Fasting Satisfies Our Hunger
I remember a time years ago when I longed so intensely to experience God's presence in a fuller measure that I began a fast. The fast ended after two days, but on the following day, I was amazed at the wonderful sense of intimacy with the Holy Spirit. Then I remembered reading that one of the benefits of fasting is the increased communion with God that occurs either during or after a fast.
A key passage in the New Testament about fasting is Luke 5:34-39, in which Jesus says that when He, the bridegroom leaves, they will fast. His disciples were not fasting then because they had His presence with them. Then follows Jesus' words, "No one puts a piece from a new garment on an old one; otherwise the new makes a tear."
Why did He put that parable following fasting? In the Old Testament fasting was often for repentance.

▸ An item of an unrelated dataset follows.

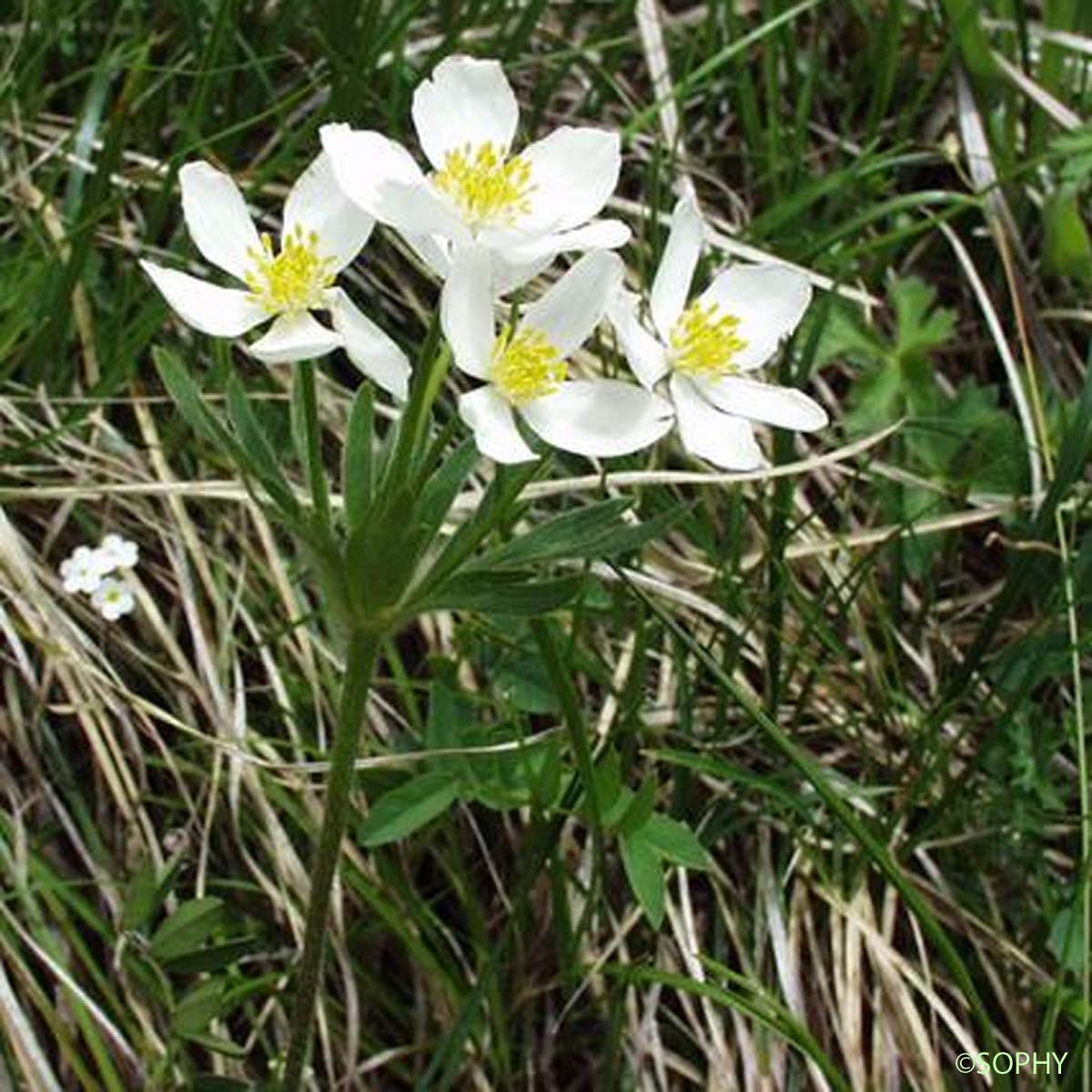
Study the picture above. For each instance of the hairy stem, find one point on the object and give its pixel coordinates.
(363, 649)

In fact, the only fast specifically commanded was for the Day of Atonement.
In the New Testament, fasting would not be a ceremonial rite. It would be for drawing near Jesus, for seeking His presence in our lives and in the lives of others. Those in Antioch were fasting as a group while ministering to the Lord. (Acts 13:1-3)
I like the way Jesus ended the parable comparing the old way with the new. He said, "And no one, having drunk old wine, immediately desires new; for he says, 'The old is better'" (Luke 5:39). Indeed it is!
Mark Nysewander in The Fasting Key states, "The newest and greatest purpose for fasting in the kingdom of God is for communion with your absent bridegroom, the exalted Christ."
A friend said she would be fasting for a week. Just before she began the fast, she wrote, "I know I'll have a wonderful time this week with the Lord."
A young man told me, "I think the reason to fast is because you want to feast at a much richer banquet table. The feast for our spirit while we're fasting can be much more rewarding than food for our physical bodies."
Self-denial that pleases the Lord is that done out of love. Fasting is one way we can tell God, "I desire You more than food." Or perhaps we're saying, "I desire Your presence, Your Spirit working in another's life, more than food."
Dear Lord, I fast as You said I would because I would rather have more of Your Spirit in my life than anything else.
"Draw near to God, and He will draw near to you" (James 4:8).
"My soul will be satisfied as with the richest of foods" (Psalm 63:5).